CREATE TYPE train_status AS ENUM('queued', 'running', 'succeeded', 'failed', 'cancelled');
As part of the migration, I will be adding a new column status
in trains table and updating it with only the final status from train_statuses
. The final statuses are: 'succeeded', 'failed', 'cancelled'.
Other relevant details about the tables:
Indexes:
Trains table:
"trains_pkey" PRIMARY KEY, btree (id)
"idx_trains_queued_at" btree (queued_at DESC)
Train statuses table:
"train_statuses_id_updated_at_key" UNIQUE CONSTRAINT, btree (id, updated_at)
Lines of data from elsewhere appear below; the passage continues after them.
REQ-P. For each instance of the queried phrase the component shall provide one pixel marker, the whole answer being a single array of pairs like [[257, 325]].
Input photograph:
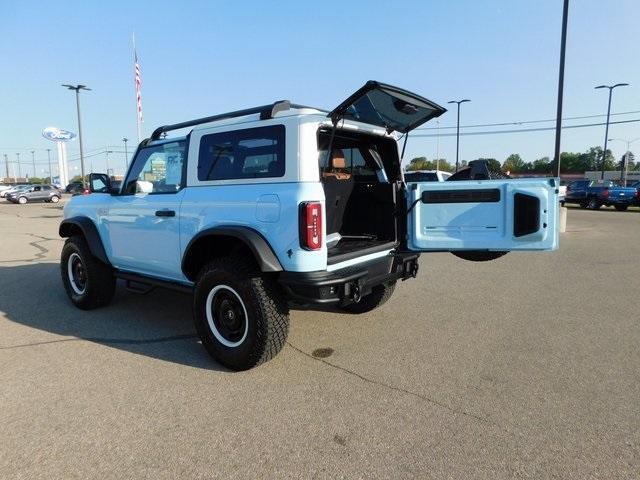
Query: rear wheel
[[89, 282], [239, 314], [378, 297], [593, 204]]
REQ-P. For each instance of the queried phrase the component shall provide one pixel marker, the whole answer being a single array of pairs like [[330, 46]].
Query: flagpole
[[137, 90]]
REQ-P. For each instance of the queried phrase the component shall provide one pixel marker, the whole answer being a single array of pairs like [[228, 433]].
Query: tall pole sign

"idx_train_statuses_id_updated_at" btree (id, updated_at)
Foreign-key constraints:
"train_statuses_id_fkey" FOREIGN KEY (id) REFERENCES trains(id) ON DELETE CASCADE
This is the query that I am planning on using to update status
in trains
table.
UPDATE trains AS t SET status = (
SELECT status FROM train_statuses ts
WHERE ts.id = t.id AND status in (?)
ORDER BY ts.updated_at DESC LIMIT 1
) WHERE ID in (
SELECT id FROM trains LIMIT 100
)
I would be calling this query in a for
loop until I get the number of rows affected as zero.
Even though this is a simple migration, the table involved is extremely huge and occupies ~150GB on production. Please review this query and suggest any possible optimizations that could be done taking into consideration the size of the table.